Well I'm just going to have to disagree with you here.

> Typically, in promoting a technology, people will point at the
> cryptographic purity in a narrow fashion, and then market the protection
> delivered in a broader context. This is called a bait & switch in the
> marketing world.

The term bait-and-switch has a reasonably well defined meaning:
http://en.wikipedia.org/wiki/Bait-and-switch
http://www.ftc.gov/bcp/guides/baitads-gd.htm

I don't think this qualifies as a bait-and-switch scenario because the 
originally-advertised functionality (the bait) is still part of the package.

Bait-and-switch would be more like a salesperson saying "No, I'm sorry 
we just ran out of the low-priced RSA certificates we advertised in the 
Sunday paper. But I have a fresh shipment of ECC EV certificates that 
only cost X times more...". Especially if the store had no intention of 
stocking enough of the advertised item to cover the anticipated demand.

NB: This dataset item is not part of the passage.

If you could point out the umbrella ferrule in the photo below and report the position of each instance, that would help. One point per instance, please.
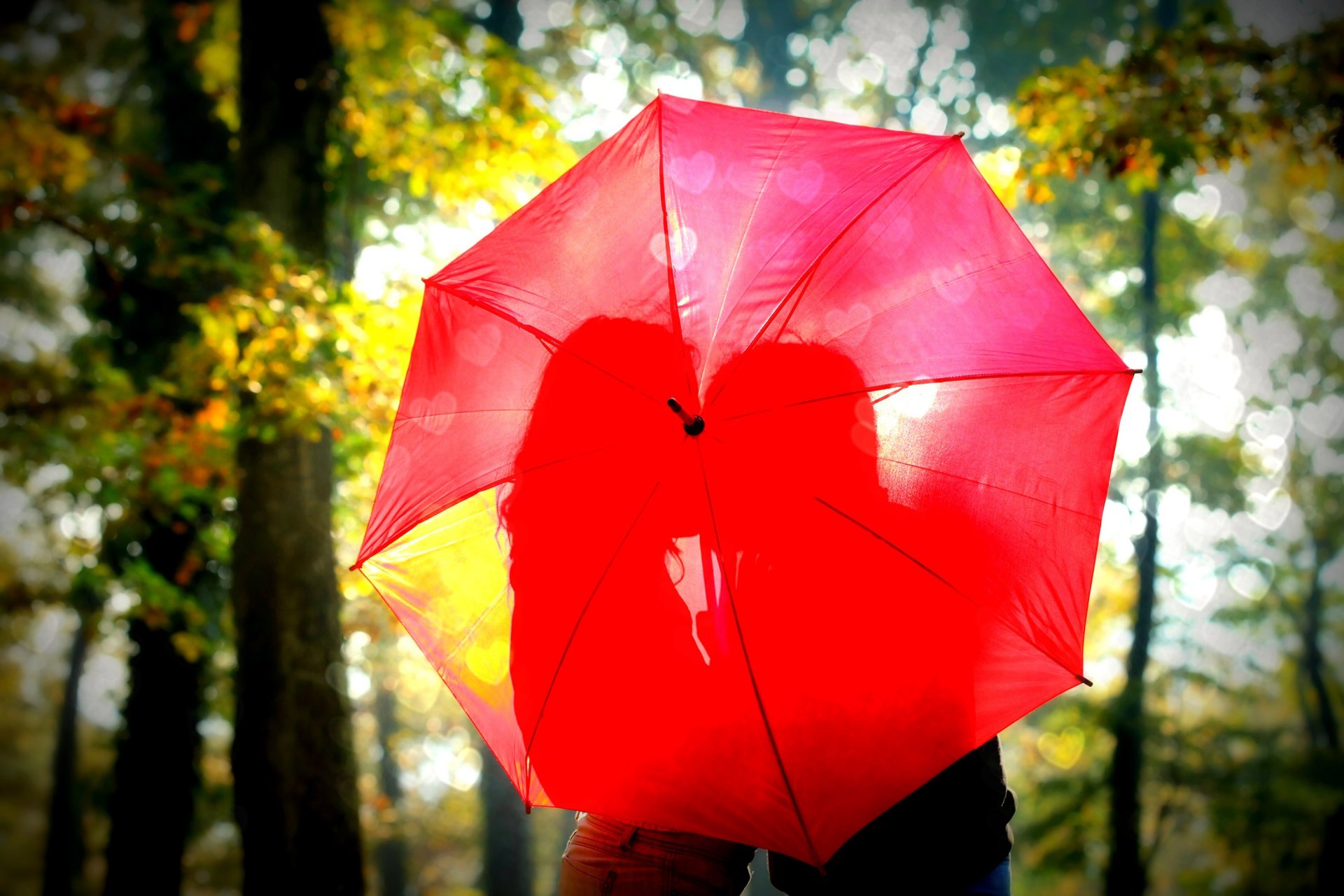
(692, 425)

The best term for this that I can think of is plain old "exaggeration", 
but I don't feel like that really captures the idea. It's more that the 
claims are extended beyond their original domain, to the point where 
they may no longer apply.

Perhaps there's not a word for this because it's simply taken for 
granted in marketing. E.g., "this bottled liquid is proven to prevent 
dehydration" is extended to imply "this particular bottled liquid will 
associate you in some way with others like these happy and popular 
off-duty lifeguards playing beach volleyball".